First-Generation College Students: What Research Shows About Support and Success

First-generation college students, those whose parents did not attend or complete a four-year college degree, represent approximately one-third of undergraduate enrollment in the United States. They are a demographically diverse group that includes disproportionate shares of students from low-income families, students of color, and students from rural communities, though first-generation status itself is not a proxy for any of these characteristics. Research on the challenges first-generation students face and on what institutional supports improve their outcomes has grown substantially, producing evidence that can guide policy and practice in higher education.

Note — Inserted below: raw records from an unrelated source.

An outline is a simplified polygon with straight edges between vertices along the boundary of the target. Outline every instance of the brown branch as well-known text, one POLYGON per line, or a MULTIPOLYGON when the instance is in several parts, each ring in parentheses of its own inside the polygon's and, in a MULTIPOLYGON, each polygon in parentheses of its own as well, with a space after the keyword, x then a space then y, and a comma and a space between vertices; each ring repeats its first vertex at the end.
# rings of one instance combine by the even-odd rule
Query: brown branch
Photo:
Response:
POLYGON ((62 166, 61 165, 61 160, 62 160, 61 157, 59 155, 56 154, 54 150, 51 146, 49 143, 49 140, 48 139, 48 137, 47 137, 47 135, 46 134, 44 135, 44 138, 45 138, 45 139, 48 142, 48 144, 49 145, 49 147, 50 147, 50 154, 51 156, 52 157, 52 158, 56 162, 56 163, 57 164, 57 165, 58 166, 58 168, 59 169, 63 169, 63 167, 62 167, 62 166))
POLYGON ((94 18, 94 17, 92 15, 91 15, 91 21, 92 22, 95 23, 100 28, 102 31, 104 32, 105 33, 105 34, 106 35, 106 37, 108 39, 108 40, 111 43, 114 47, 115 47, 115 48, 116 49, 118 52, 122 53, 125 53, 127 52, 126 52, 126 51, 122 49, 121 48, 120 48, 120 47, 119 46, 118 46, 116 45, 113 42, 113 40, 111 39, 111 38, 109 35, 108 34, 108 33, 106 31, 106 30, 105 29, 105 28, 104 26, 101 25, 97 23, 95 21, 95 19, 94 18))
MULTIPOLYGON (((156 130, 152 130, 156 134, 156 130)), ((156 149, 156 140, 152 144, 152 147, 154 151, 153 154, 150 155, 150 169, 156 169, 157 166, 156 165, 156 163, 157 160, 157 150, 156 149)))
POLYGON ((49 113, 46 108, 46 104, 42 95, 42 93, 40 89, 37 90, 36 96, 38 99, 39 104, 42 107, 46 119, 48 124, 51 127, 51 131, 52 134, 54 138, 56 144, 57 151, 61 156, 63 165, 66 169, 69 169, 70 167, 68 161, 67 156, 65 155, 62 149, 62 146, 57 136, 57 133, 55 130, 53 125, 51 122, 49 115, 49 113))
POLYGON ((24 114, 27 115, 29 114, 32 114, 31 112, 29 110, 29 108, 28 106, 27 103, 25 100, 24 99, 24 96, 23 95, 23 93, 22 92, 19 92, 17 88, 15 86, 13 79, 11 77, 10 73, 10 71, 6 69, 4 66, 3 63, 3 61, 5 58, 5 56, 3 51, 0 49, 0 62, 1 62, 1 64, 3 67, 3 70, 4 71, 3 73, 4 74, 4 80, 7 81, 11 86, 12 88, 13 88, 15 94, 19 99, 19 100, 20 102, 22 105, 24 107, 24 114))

The adjustment challenges that first-generation students face in college reflect a lack of what sociologists call cultural capital, the informal knowledge about how institutions work that is transmitted within families and communities with college experience. First-generation students often arrive at college without understanding how to interact with professors, how to navigate financial aid, what office hours are, how to join organizations and develop extracurricular profiles, and what norms govern academic communication. These knowledge gaps compound the financial pressures that many first-generation students face and can undermine persistence even among academically well-prepared students.
Research on the relationship between first-generation status and academic outcomes finds that first-generation students have lower four-year graduation rates than continuing-generation students, with the gap particularly pronounced at selective and moderately selective institutions. This gap persists after controlling for academic preparation, income, and other characteristics, suggesting that first-generation status itself captures something about college experience that affects persistence. The gap is smaller at community colleges and open-enrollment institutions, which serve higher proportions of first-generation students and may have institutional cultures better adapted to supporting them.
Belonging and identity are central dimensions of first-generation college experience that research has examined. Studies find that first-generation students report lower senses of belonging on campus, more identity conflict between their college and home community identities, and more difficulty seeing themselves as legitimate members of the academic community than continuing-generation peers. These psychological experiences, which researchers call imposter syndrome or first-generation identity threat, are associated with lower academic engagement and persistence. Institutional messages that explicitly affirm first-generation identity as an asset rather than a deficit are associated with improved outcomes in research.
Early momentum matters in first-generation student success. Research on early college experiences finds that full-time enrollment, early completion of English and mathematics requirements, and early connection to campus communities predict persistence for first-generation students more strongly than for continuing-generation students. Institutions that help first-generation students build early momentum through summer bridge programs, first-year experience courses, learning communities, and proactive advising show better retention outcomes for this population.
Advising is a critical intervention point. Research on first-generation students' advising experiences finds that they are less likely to seek advising proactively and may have less productive advising interactions when they do seek it, partly because they lack the knowledge to ask the right questions. Proactive advising that reaches out to students rather than waiting for them to initiate contact, that uses data to identify students at risk of falling off track, and that connects students to specific resources and opportunities is associated with significantly better retention outcomes for first-generation students. Some institutions have implemented text message-based outreach and early alert systems that identify and contact at-risk students before they disengage.
Financial support beyond just loans is essential for many first-generation students. Research on emergency grant programs, which provide small, flexible awards to students facing unexpected financial crises, finds that these modest interventions can prevent stopout among students who would otherwise leave college due to temporary financial difficulty. The return on investment from emergency grant programs is high because retaining a student who has invested in multiple semesters of tuition and time is much less expensive than recruiting a replacement.
Mentoring relationships with faculty and staff who have first-generation backgrounds themselves are particularly powerful supports. Research on mentoring finds that first-generation students benefit from relationships with mentors who can share their experiences of navigating unfamiliar educational and professional environments, provide validation that first-generation students belong in these spaces, and offer specific tactical advice about academic and career development. Formal mentoring programs that match first-generation students with faculty and staff mentors produce better outcomes than programs that rely on mentoring relationships developing organically.
The research on first-generation college students supports the conclusion that their challenges are real but addressable with intentional institutional design. Institutions that take first-generation student success seriously, invest in proactive advising, financial support, mentoring, and belonging-affirming communication, and measure outcomes disaggregated by first-generation status to hold themselves accountable, produce substantially better outcomes than those that leave first-generation students to figure things out on their own.